Book book = 3 [(google.api.field_behavior) = REQUIRED];
}
  • A parent field must be included unless the resource being created is a top-level resource. It should be called parent.

Long-running create

Some resources take longer to create a resource than is reasonable for a regular API request. In this situation, the API should use a long-running operation (AEP-151) instead:

  • The response type must be set to the resource (what the return type would be if the RPC was not long-running).
rpc CreateBook(CreateBookRequest) returns (aep.api.Operation) {
option (google.api.http) = {
post: "/v1/{parent=publishers/*}/books"
};
option (aep.api.operation_info) = {
response_type: "Book"
metadata_type: "OperationMetadata"
};
}
  • Both the response_type and metadata_type fields must be specified.

User-specified IDs

An API must allow a user to specify the ID component of a resource (the last segment of the resource path) on creation if the API is operating on the management plane.

On the data plane, an API should allow a user to specify the ID. Exceptional cases should have the following behavior:

  • The data plane resource allows identical records without a need to disambiguate between the two (e.g. rows in a table with no primary key).
  • The data plane resource will not be exposed in Declarative clients.
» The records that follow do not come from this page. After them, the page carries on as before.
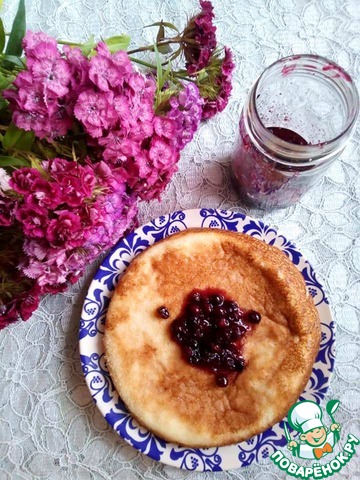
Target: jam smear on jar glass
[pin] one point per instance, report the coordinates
(210, 331)
(288, 135)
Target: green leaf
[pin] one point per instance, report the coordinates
(13, 162)
(14, 45)
(165, 24)
(18, 138)
(14, 60)
(120, 42)
(2, 36)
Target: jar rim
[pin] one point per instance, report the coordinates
(303, 153)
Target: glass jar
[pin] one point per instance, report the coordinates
(298, 117)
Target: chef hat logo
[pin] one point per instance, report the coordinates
(305, 416)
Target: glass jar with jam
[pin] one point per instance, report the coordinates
(297, 119)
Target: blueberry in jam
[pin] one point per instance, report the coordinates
(163, 312)
(209, 331)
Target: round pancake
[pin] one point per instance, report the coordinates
(182, 403)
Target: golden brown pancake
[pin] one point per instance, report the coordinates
(180, 402)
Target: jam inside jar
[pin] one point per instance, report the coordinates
(297, 119)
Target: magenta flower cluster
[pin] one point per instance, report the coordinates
(122, 133)
(112, 103)
(200, 49)
(68, 213)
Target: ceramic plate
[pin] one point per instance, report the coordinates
(258, 448)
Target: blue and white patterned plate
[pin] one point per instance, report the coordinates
(258, 448)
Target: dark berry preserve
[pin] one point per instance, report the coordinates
(210, 330)
(288, 135)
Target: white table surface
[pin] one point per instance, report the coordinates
(49, 425)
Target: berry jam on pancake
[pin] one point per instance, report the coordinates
(197, 405)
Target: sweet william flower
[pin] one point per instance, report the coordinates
(95, 111)
(98, 107)
(108, 71)
(202, 32)
(216, 87)
(65, 229)
(33, 219)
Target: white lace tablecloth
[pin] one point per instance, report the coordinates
(49, 425)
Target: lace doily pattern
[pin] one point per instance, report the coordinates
(49, 424)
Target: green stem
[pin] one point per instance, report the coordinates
(141, 62)
(147, 48)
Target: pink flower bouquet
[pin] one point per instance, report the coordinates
(85, 135)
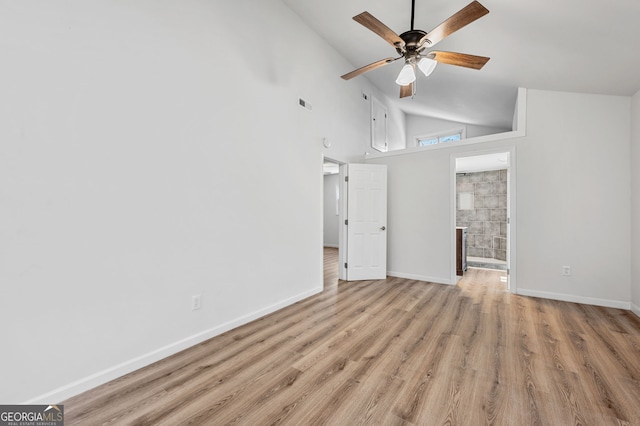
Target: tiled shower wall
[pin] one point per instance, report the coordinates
(487, 220)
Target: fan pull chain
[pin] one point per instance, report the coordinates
(413, 10)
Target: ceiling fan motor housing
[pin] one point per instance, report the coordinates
(412, 45)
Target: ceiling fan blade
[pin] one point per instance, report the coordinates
(406, 91)
(369, 67)
(459, 59)
(465, 16)
(371, 22)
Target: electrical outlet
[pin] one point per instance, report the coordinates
(196, 302)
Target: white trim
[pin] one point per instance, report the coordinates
(433, 280)
(67, 391)
(575, 299)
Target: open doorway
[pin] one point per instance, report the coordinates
(331, 220)
(483, 210)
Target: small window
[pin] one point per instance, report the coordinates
(452, 136)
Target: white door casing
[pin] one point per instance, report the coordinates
(366, 228)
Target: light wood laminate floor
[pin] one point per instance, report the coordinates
(394, 352)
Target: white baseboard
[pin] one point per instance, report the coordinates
(435, 280)
(67, 391)
(575, 299)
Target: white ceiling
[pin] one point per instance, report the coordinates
(587, 46)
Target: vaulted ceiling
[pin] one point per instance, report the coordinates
(588, 46)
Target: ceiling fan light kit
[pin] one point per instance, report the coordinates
(407, 75)
(411, 45)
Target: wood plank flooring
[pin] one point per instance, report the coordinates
(394, 352)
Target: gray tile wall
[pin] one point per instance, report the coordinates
(487, 221)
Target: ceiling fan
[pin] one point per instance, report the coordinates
(411, 45)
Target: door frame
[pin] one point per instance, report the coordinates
(511, 211)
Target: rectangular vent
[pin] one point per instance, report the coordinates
(304, 104)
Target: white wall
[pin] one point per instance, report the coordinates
(142, 147)
(573, 208)
(635, 203)
(417, 125)
(331, 227)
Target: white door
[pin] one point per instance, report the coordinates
(366, 226)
An API may allow the id field to be optional, and give the resource a system-generated ID if one is not specified.

For example:

// Using user-specified IDs.
publishers/lacroix/books/les-miserables
// Using system-generated IDs.
publishers/012345678-abcd-cdef/books/12341234-5678-abcd
  • The id field must exist on the request message, not the resource itself.
    • The field may be required or optional. If it is required, it should include the corresponding annotation.
  • The path field on the resource must be ignored.
  • The documentation should explain what the acceptable format is, and the format should follow the guidance for resource path formatting in AEP-122.
  • If a user tries to create a resource with an ID that would result in a duplicate resource path, the service must error with ALREADY_EXISTS.
    • However, if the user making the call does not have permission to see the duplicate resource, the service must error with PERMISSION_DENIED instead.
  • There should be exactly one google.api.method_signature annotation on the RPC, with a value of "parent,{resource},id" if the resource being created is not a top-level resource, or with a value of "{resource},id" if the resource being created is a top-level resource.

Errors

See errors, in particular when to use PERMISSION_DENIED and NOT_FOUND errors.

Further reading

  • For ensuring idempotency in Create methods, see AEP-155.
  • For naming resources involving Unicode, see AEP-210.

Rationale

Requiring user-specified ids

Declarative clients use the resource ID as a way to identify a resource for applying updates and for conflict resolution. The lack of a user-specified ID means a client is unable to find the resource unless they store the identifier locally, and can result in re-creating the resource. This in turn has a downstream effect on all resources that reference it, forcing them to update to the ID of the newly-created resource.

Having a user-specified ID also means the client can precalculate the resource path and use it in references from other resources.